Unless the two men are identical twins who also dress alike, and they speak and act exactly the same, there is some way to distinguish them.
Think about how you refer to people whose names you don't know in real life. You may use a capsule physical description: "the tall girl", "the bald man", etc. Not applicable to strangers met in a bar, but in other contexts I'll often describe them by some sort of role, like "my math teacher", "the guy from accounting", "the policeman", "my neighbor's brother", etc. If all else fails, you can always call them "the first man" and "the second man".

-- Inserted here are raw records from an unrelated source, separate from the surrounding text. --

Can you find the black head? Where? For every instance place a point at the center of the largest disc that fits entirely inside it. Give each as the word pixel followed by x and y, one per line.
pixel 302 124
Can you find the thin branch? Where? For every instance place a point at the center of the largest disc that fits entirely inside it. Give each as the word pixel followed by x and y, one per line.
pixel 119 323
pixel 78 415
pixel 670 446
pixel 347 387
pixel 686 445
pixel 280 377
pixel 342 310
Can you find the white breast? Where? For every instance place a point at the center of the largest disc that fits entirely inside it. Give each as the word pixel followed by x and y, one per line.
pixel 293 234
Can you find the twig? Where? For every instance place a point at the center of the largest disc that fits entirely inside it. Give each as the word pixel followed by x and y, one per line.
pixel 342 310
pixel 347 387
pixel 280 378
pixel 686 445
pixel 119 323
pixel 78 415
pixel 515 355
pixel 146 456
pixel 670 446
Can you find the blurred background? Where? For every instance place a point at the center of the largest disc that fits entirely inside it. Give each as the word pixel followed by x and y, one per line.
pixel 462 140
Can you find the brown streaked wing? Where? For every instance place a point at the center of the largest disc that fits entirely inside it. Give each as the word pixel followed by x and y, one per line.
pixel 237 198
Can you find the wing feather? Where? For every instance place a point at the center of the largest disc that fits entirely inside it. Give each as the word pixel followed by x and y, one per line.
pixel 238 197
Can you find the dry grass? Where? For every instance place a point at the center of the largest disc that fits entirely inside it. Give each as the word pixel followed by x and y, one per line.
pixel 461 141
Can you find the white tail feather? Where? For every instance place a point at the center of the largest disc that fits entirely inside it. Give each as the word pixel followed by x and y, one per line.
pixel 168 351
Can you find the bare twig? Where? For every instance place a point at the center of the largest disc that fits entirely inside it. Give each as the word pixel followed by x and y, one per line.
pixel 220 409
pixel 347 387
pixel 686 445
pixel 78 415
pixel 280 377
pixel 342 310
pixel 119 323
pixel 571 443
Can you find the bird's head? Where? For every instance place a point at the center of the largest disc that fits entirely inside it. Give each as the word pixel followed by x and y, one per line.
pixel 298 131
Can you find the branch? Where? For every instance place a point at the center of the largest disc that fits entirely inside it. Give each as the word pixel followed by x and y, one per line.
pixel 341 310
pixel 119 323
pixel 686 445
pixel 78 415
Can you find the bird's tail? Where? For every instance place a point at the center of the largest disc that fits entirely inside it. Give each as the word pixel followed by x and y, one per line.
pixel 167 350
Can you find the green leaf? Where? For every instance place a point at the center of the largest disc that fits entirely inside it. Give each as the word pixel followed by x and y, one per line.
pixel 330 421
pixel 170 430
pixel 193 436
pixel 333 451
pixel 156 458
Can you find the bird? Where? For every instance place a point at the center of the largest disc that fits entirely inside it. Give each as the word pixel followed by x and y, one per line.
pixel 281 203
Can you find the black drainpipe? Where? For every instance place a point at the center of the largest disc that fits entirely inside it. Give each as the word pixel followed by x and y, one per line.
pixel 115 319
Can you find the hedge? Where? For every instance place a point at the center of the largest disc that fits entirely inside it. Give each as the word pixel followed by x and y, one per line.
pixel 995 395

In most conversations, it isn't necessary to repeatedly identify who you're talking about. You might say, "And then the blond guy said ... and after that he ... and then I said to him ... and then he ..." etc. That is, the person quickly becomes "he" or her" or whatever.
If your characters are meeting these people, then in real life they would likely give their names early in the conversation. For a fiction story you might have them give names especially early just to avoid the problem you're describing.
If you talk about third parties in a context where your characters wouldn't learn their names, like if they're sitting at the bar talking about these two strangers they see across the room, in real life they'd likely quickly come up with short-hand descriptions or nicknames for each. Like they start out saying "the guy with black hair" but after saying that two or three times it would be as awkward in real life as in a story, so they quickly start calling him "Blackie". Or someone says, "Hey, doesn't his beard make him look like Abraham Lincoln?" and then the other person calls him "Abe" and they both laugh but then they start calling him that regularly.
In other contexts, I often fall into regularly talking about someone by a short name for their role. Like I call someone "the librarian" or "the HR guy" or whatever and then start using that regularly like it was their name.
Once the characters start using a nickname, unless it's very extreme in some way, it's easy for the narrator to start using it too. By "really extreme", I mean like, if one of the characters decides she really hates some guy and refers to him as "the Lying Scum", it would sound strange for the narrator to calmly use the same term. The easy solution is to avoid making up that kind of nickname. But for the characters to call someone "Baldy" and then for the narrator to say, "Then Baldy crossed the room and picked up a glass" or some such doesn't sound particularly strange to me. You might put the nickname in quotes the first time or two to emphasize that you're using a nickname, but then just drop the quotes.